W sobotę, 7 października, Marcovia pokonała przed własną publicznością Promnik Łaskarzew 2:0. Obydwie bramki padły w drugiej połowie meczu. Ich autorem był wprowadzony w 60 minucie na plac gry Przemysław Sieczko. Pojedynek z Promnikiem był debiutem Macieja Wesołowskiego w roli trenera Marcovii.
Nowy szkoleniowiec nie miał zbyt wielkiego pola manewru, więc w pierwszym składzie nie było wyraźnej rewolucji. Na ławce rezerwowych zasiedli m.in. Mariusz Rogalski i Przemysław Sieczko. Kapitan Marcovii nie odzyskał jeszcze pełni sił po przebytej chorobie, a popularny „Sieka” był w ostatnim czasie mocno eksploatowany i tym razem miał wejść w drugiej połowie.

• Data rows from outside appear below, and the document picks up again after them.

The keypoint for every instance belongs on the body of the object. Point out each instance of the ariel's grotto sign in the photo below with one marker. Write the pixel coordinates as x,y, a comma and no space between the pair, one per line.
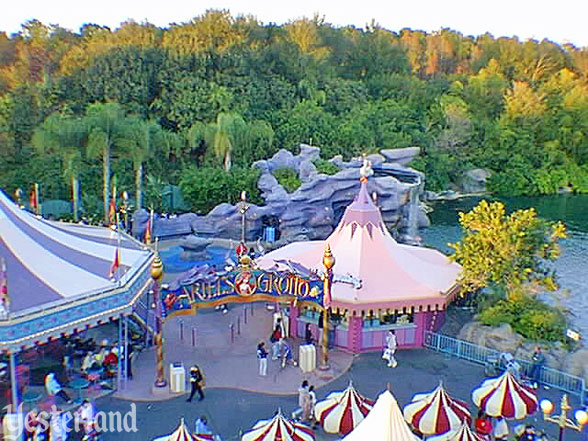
241,286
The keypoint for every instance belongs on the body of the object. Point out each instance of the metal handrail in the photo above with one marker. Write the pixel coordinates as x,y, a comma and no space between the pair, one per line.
480,354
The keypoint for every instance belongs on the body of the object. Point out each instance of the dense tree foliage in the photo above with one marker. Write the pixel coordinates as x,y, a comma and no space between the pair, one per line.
219,91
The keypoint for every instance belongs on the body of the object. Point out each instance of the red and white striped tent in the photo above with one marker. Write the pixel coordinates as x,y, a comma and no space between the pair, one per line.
464,433
342,411
180,434
505,396
436,412
279,429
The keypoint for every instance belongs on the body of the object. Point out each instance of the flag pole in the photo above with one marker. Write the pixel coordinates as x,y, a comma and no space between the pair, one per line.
37,199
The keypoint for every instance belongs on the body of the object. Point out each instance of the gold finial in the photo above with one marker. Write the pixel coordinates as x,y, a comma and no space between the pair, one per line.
156,268
366,170
245,260
328,259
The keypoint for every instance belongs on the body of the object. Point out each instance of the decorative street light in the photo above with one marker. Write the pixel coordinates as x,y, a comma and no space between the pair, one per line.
562,419
243,207
328,263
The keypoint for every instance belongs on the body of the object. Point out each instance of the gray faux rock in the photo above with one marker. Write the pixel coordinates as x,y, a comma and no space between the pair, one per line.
501,338
401,156
474,181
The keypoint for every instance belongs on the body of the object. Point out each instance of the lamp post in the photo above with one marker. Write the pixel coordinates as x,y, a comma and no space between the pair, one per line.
157,275
328,263
125,209
243,207
562,419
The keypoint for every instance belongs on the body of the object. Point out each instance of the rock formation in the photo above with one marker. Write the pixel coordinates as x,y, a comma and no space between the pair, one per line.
313,210
504,339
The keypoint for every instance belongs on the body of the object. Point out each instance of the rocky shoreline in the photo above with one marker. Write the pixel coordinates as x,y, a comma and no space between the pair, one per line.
461,324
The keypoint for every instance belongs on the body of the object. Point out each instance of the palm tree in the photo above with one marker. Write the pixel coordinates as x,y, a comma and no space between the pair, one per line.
139,142
223,134
106,130
66,137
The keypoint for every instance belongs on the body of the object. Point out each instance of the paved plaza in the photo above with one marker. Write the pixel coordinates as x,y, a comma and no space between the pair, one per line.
236,397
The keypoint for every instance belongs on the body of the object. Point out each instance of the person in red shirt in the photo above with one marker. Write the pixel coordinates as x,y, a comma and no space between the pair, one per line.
483,425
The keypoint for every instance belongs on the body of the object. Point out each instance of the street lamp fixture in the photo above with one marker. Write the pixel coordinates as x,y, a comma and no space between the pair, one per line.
562,419
243,207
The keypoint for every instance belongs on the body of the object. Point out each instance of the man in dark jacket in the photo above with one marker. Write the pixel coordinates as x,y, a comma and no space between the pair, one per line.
196,381
538,359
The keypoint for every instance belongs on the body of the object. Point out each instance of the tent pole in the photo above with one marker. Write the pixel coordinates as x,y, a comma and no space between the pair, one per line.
127,355
13,382
120,353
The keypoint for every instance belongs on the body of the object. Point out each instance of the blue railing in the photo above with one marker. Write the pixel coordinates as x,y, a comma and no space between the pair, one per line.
481,355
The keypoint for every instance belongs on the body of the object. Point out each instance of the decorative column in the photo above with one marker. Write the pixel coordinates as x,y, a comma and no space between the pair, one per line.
243,207
157,275
328,263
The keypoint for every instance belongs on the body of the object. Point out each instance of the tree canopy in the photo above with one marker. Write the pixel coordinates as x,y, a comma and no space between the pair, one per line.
230,90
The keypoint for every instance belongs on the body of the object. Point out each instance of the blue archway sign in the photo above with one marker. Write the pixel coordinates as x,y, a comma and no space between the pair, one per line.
207,288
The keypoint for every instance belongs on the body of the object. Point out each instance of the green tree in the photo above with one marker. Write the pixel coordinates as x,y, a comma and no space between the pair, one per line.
66,137
106,131
506,251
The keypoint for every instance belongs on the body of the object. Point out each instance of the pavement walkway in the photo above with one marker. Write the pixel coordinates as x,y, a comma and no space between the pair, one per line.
236,396
226,363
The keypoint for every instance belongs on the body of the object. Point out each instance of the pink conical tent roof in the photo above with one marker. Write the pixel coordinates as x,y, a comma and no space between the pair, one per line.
342,411
392,275
436,412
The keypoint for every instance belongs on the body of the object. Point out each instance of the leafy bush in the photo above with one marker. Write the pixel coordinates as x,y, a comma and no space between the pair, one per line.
529,317
325,167
204,188
288,179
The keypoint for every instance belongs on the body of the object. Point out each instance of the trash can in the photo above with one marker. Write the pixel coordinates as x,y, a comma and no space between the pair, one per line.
307,358
13,427
177,378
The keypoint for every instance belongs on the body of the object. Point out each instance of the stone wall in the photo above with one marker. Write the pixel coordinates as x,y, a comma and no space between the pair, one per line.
504,339
313,210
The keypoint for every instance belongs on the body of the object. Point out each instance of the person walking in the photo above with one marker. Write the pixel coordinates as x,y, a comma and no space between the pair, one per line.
538,359
483,425
302,399
308,338
312,402
262,357
53,388
196,382
390,349
275,339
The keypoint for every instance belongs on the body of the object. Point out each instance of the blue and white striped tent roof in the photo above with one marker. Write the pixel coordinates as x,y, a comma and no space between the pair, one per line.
50,264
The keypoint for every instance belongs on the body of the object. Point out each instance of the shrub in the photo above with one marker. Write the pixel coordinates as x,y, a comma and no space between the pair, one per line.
206,187
529,317
288,179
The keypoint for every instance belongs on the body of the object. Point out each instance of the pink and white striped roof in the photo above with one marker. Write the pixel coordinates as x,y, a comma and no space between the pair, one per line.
342,411
279,429
47,262
436,412
392,275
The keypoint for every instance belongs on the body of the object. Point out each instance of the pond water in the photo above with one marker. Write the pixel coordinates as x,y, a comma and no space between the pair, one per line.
571,267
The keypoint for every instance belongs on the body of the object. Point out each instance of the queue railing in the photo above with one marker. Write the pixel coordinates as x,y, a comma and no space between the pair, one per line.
474,353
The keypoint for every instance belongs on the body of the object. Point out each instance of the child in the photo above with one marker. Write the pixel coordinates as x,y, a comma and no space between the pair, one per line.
262,357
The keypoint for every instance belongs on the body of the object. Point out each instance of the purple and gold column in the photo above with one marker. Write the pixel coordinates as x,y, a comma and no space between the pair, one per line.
157,275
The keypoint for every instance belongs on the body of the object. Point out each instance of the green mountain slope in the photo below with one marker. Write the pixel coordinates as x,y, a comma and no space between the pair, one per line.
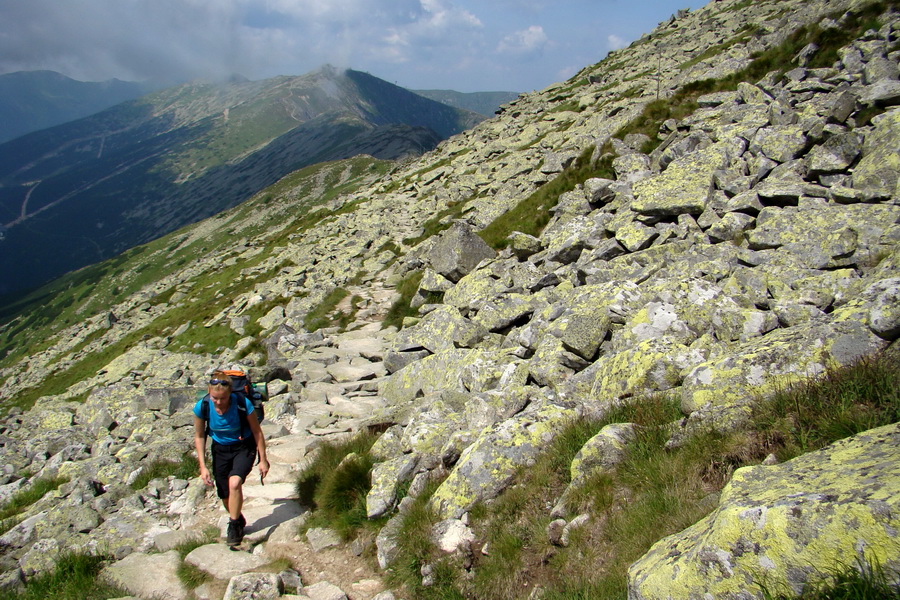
484,103
87,190
33,100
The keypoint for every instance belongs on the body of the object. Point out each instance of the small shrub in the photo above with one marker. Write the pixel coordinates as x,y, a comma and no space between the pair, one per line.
869,580
532,214
401,308
28,496
188,468
843,402
318,317
74,578
335,485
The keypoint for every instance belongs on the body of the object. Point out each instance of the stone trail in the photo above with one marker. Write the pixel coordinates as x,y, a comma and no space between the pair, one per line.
341,374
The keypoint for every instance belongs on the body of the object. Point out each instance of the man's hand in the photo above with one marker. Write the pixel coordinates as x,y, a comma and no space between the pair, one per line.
204,476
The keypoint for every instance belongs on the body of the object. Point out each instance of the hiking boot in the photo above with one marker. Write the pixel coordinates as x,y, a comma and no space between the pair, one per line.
235,532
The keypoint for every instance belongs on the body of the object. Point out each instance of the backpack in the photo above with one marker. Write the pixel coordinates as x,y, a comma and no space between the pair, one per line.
242,387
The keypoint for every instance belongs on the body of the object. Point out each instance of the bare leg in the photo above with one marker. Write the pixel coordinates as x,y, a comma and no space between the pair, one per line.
235,501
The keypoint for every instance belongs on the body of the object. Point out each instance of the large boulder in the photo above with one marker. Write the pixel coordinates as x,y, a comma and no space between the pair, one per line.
785,525
458,251
488,465
763,365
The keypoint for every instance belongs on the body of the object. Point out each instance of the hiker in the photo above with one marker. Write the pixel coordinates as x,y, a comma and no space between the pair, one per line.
236,441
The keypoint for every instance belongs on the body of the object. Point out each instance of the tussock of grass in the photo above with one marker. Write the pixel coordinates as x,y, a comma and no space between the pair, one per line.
417,550
401,308
532,214
844,402
865,581
74,578
22,499
188,574
188,468
335,485
322,316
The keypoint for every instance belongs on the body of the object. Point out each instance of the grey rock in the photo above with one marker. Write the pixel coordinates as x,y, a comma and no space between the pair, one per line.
254,586
458,251
148,575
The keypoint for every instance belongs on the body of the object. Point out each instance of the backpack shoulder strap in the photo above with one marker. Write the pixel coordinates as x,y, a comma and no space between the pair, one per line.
241,401
204,411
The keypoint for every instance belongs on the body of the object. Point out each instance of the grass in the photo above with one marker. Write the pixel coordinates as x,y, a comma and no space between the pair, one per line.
323,315
778,59
74,578
401,308
335,484
532,214
844,402
188,574
30,323
160,469
865,581
21,500
670,488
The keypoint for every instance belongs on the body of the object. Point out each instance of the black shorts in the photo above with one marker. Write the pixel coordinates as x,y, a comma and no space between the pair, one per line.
234,459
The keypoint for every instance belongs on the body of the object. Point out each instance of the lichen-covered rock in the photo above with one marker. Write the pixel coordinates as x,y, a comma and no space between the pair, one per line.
488,465
602,452
442,371
878,169
652,365
761,365
386,476
441,329
683,187
785,525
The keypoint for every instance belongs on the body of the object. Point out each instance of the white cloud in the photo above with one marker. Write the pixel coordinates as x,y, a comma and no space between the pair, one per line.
615,42
525,42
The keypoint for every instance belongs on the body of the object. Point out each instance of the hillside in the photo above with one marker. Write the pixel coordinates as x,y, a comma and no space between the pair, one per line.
78,193
483,103
633,337
33,100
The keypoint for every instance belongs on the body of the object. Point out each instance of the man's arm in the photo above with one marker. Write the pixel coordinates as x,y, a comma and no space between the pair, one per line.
200,446
253,422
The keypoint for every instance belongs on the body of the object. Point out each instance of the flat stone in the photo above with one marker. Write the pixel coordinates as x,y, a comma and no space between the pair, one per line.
222,562
149,575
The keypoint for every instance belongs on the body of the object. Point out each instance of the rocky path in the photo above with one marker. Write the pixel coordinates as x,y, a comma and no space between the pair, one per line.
340,373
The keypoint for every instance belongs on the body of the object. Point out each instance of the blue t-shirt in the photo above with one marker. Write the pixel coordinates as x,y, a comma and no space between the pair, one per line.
226,428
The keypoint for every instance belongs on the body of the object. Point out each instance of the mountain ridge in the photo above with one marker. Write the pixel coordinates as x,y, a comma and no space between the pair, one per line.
126,175
33,100
681,243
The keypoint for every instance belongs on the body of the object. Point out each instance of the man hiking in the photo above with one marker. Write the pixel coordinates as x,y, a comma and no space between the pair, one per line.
237,438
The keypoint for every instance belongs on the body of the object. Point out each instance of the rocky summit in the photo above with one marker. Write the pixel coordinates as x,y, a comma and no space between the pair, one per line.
718,213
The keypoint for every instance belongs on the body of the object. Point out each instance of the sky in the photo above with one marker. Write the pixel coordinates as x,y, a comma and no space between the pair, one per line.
464,45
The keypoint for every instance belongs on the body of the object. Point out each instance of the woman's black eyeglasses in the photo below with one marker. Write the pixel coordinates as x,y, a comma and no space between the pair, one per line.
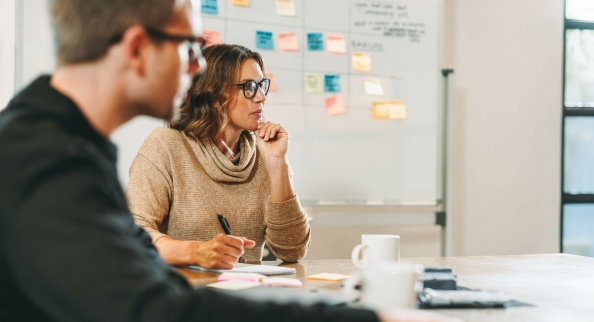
250,88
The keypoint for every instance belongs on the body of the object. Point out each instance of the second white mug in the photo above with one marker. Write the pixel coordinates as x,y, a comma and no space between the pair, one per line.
376,249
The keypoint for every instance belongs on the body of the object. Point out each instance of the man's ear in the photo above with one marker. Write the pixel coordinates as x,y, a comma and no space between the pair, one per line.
134,45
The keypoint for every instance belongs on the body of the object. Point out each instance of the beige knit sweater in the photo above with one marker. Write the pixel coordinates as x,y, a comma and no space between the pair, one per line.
178,185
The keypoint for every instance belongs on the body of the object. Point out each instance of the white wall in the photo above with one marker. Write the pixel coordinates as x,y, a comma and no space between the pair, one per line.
508,58
7,55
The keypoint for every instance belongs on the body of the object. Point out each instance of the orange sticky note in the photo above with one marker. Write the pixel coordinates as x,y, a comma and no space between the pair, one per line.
212,37
328,277
288,41
393,110
335,106
335,43
241,3
361,62
272,82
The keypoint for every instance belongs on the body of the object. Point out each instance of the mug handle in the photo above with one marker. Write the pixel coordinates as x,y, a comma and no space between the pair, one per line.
359,262
349,285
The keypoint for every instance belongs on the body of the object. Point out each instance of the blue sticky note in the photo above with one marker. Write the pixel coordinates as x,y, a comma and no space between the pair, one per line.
315,42
210,7
332,83
264,40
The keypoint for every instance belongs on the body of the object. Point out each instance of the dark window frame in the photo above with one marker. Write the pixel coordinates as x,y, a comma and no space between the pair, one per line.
566,198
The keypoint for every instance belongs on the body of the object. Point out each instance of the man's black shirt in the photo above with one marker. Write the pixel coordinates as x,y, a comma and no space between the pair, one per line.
69,247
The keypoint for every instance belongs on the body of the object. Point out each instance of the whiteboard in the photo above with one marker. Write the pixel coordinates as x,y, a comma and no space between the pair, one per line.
353,158
345,159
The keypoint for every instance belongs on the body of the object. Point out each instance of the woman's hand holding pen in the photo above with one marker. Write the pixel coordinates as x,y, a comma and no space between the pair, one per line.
222,252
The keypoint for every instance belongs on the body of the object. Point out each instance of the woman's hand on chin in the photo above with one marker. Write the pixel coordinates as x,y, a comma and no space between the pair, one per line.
273,140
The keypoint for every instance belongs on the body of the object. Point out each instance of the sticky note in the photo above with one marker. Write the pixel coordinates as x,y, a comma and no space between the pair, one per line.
334,106
374,87
286,8
361,62
234,285
210,7
315,42
282,282
272,82
248,277
328,277
393,110
314,83
288,42
332,83
264,40
241,3
336,44
212,37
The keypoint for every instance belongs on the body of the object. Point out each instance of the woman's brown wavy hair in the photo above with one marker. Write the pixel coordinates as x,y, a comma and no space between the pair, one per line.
204,113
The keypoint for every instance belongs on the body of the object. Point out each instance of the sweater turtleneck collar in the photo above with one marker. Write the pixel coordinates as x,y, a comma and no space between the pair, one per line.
221,169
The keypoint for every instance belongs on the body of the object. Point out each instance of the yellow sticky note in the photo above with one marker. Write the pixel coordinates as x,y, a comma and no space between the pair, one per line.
374,87
328,277
335,43
314,83
241,3
234,285
212,37
272,82
286,8
288,42
361,62
393,110
334,106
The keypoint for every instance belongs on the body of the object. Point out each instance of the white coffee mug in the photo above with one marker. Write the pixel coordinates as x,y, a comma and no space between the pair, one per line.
376,249
386,286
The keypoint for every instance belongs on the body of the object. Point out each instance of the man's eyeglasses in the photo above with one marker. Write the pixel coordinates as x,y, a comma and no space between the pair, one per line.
191,45
250,88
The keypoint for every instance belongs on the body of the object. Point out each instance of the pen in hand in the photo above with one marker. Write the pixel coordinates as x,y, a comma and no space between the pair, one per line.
225,225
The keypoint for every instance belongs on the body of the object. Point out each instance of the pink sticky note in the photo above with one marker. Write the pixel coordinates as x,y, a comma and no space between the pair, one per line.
335,105
335,43
282,282
288,42
272,82
212,37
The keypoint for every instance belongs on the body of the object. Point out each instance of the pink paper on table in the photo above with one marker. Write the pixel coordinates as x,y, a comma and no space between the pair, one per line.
212,37
335,43
288,42
335,105
282,282
272,82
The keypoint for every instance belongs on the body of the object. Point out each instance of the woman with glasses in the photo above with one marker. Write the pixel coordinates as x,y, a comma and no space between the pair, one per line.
220,157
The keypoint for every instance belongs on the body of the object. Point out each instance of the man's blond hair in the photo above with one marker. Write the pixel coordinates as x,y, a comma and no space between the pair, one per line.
85,29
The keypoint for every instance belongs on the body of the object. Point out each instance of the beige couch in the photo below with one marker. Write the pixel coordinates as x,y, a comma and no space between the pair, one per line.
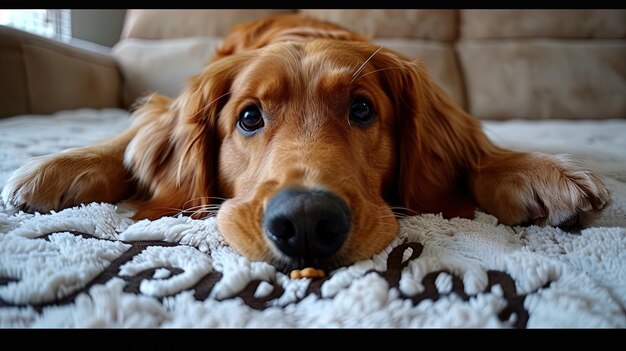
498,64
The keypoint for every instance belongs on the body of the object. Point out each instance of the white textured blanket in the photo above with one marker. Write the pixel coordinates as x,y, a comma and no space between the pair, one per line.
90,266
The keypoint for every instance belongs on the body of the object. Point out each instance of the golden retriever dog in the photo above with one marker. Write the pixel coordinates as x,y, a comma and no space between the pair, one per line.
308,142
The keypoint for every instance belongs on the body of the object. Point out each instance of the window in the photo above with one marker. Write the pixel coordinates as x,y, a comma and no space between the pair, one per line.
54,24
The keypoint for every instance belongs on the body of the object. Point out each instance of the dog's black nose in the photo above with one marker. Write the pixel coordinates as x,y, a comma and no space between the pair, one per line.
307,223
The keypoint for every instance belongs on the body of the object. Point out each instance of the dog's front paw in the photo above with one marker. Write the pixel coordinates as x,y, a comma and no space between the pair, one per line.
544,189
54,182
565,193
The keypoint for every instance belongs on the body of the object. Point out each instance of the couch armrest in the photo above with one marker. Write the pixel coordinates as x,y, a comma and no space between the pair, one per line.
42,76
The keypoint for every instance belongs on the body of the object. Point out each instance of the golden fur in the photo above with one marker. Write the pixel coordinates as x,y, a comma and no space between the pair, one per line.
422,153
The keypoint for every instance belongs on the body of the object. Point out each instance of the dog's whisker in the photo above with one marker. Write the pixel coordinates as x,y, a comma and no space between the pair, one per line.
380,70
404,209
356,73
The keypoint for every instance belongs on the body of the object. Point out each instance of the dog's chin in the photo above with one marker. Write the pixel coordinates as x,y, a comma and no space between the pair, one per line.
287,264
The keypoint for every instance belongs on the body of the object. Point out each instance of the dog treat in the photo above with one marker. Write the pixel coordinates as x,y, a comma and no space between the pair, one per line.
308,272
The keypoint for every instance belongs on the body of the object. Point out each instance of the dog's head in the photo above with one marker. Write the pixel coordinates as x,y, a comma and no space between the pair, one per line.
309,142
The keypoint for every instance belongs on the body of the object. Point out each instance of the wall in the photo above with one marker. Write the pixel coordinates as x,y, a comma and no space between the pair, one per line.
98,26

Pierwsze 45 minut gry było bardzo wyrównane. Żadna z drużyn nie uzyskała wyraźnej przewagi choć piłkarsko lepiej prezentowała się Marcovia. Dłuższe posiadanie piłki nie przekładało się jednak na sytuacje bramkowe. Goście stwarzali zagrożenie pod bramką Łukasza Bestrego głównie po dobrze wykonywanych rzutach rożnych. Marcovia najlepszą okazję do objęcia prowadzenia miała w 35 minucie, gdy bliski pokonania bramkarza był Ernest Kozłowski. W odpowiedzi Promnik trafił w poprzeczkę, ale było to bardziej dośrodkowanie niż celowe uderzenie.
Po zmianie stron gra wyglądała podobnie jak w pierwszej odsłonie. Walka toczyła się głównie w środkowej strefie boiska. Przyglądając się z boku temu pojedynkowi można było odnieść wrażenie, że wygra ten, kto jako pierwszy trafi do siatki. Bliski otworzenia wyniku był Adrian Rowicki. Niestety w sytuacji sam na sam popularny „Rowik” nie zdołał pokonać bramkarza z Łaskarzewa. Chwilę później, ze zdobycia bramki meli szansę cieszyć się przyjezdni. Na szczęście znakomitą interwencją popisał się Dariusz Piwowarek, który wybił piłkę zmierzającą prosto do siatki Marcovii. W 60 minucie miała miejsce kluczowa dla losów meczu zmiana – w miejsce Ernesta Kozłowskiego wszedł bowiem Przemysław Sieczko. To właśnie ten zawodnik wcielił się w rolę „jokera” i w 75 minucie wpisał się na listę strzelców. Bramkową akcję rozpoczął fantastyczny rajd Piotra Bazlera, który po minięciu trzech zawodników zagrał piłkę do Mariusza Rogalskiego. Lewy pomocnik wypatrzył w polu karnym Michała Ochmana, a ten wycofując piłkę do Przemka Sieczko zanotował przytomną asystę.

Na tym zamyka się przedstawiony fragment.